Shadow home secretary Yvette Cooper will urge the government tomorrow to compel police officers to give evidence to the forthcoming Hillsborough inquiry.
Ms Cooper will press for emergency legislation amid fears that the Independent Police Complaints Commission (IPCC) lacks sufficient powers to uncover the truth about the police response to the 1989 tragedy.
Police have been accused of perpetrating a cover-up after a human crush at the FA Cup semi-final between Liverpool and Nottingham Forest led to the deaths of 96 people.
In the biggest ever inquiry into police action, the IPCC is to investigate serving and former officers over what happened on the day of the tragedy and in the weeks that followed.

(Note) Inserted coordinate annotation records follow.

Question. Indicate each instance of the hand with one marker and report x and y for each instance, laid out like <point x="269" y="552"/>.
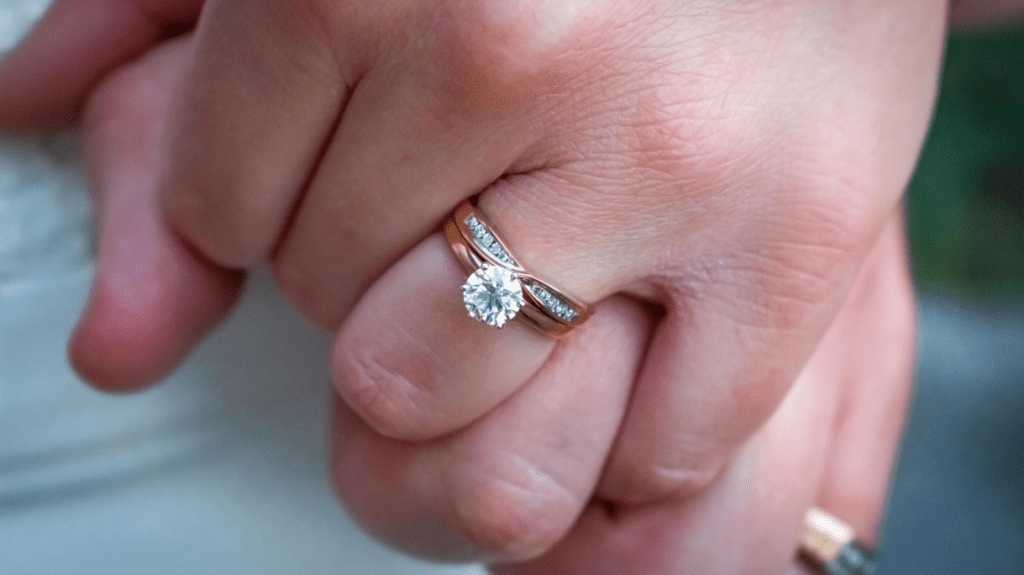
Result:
<point x="689" y="160"/>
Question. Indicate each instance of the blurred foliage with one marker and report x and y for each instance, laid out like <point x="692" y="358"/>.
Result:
<point x="966" y="202"/>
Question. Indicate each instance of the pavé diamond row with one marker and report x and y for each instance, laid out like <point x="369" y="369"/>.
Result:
<point x="553" y="304"/>
<point x="499" y="289"/>
<point x="487" y="241"/>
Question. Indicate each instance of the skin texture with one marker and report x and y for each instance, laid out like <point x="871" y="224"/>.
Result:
<point x="722" y="177"/>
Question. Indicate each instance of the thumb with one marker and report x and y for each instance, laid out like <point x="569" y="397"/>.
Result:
<point x="153" y="296"/>
<point x="45" y="80"/>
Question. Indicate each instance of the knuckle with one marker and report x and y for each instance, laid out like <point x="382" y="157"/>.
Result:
<point x="306" y="291"/>
<point x="195" y="212"/>
<point x="516" y="516"/>
<point x="647" y="476"/>
<point x="385" y="398"/>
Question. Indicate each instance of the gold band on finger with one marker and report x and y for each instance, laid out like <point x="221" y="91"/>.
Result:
<point x="830" y="545"/>
<point x="499" y="288"/>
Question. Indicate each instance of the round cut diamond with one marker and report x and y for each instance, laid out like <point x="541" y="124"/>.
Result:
<point x="493" y="295"/>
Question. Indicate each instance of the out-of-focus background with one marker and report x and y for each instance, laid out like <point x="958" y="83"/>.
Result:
<point x="957" y="500"/>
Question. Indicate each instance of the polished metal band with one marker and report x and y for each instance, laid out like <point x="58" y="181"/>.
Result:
<point x="476" y="244"/>
<point x="829" y="545"/>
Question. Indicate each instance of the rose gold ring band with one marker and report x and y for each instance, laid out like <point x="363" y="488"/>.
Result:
<point x="477" y="245"/>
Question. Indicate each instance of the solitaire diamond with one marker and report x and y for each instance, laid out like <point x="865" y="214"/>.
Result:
<point x="493" y="295"/>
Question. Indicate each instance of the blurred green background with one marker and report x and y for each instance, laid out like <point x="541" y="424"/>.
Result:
<point x="966" y="202"/>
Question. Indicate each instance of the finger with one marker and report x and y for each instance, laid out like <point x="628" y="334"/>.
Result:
<point x="877" y="391"/>
<point x="432" y="124"/>
<point x="153" y="298"/>
<point x="833" y="437"/>
<point x="512" y="483"/>
<point x="45" y="80"/>
<point x="257" y="106"/>
<point x="414" y="365"/>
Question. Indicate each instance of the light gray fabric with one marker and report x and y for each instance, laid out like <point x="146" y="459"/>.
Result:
<point x="219" y="471"/>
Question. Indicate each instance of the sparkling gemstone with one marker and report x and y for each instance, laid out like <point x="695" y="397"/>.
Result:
<point x="493" y="295"/>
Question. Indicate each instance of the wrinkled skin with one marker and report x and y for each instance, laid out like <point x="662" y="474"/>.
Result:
<point x="722" y="177"/>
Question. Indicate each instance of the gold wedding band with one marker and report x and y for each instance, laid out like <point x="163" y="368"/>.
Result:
<point x="499" y="288"/>
<point x="830" y="545"/>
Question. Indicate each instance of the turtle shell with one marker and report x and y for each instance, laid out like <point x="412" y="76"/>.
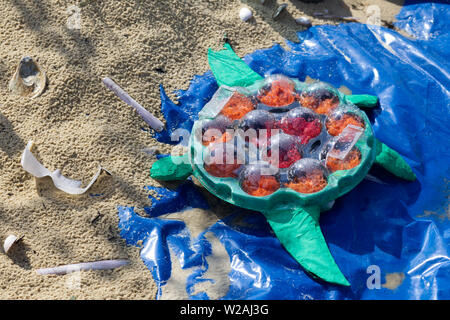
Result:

Questions have been raised over whether manslaughter charges should be brought over the deaths.
However, the IPCC cannot force serving police officers to attend interviews if they are not themselves suspected of criminal behaviour or misconduct.
Retired officers cannot be compelled at all - potentially a serious problem for the inquiry given the time that has passed since the events in question.
In a Commons debate on Hillsborough tomorrow, Labour will offer to work with the government on legislation or any other way of remedying shortcomings in the IPCC's powers.
Ms Cooper said: "I am concerned that much more still needs to be done to strengthen the inquiry arrangements.
"Although the IPCC can pursue officers it believes have committed crimes, it doesn't have the powers to compel serving or former officers to be interviewed as witnesses. Nor can it compel civilians to give evidence.
"Everything possible should be done now to remove these obstacles to justice for the Hillsborough families.
"The IPCC has itself called for more powers. We believe emergency legislation is needed to give the IPCC the extra powers it needs and has asked for, or the government will need to find some other way to set up a proper independent investigation into what happened in South Yorkshire police."
A Home Office spokesman said Home Secretary Theresa May would invite Labour to discuss its proposals.
"We welcome this suggestion. The Home Secretary has already said she would like to increase the powers of the IPCC, so she will invite the opposition to discuss this further," the spokesman said.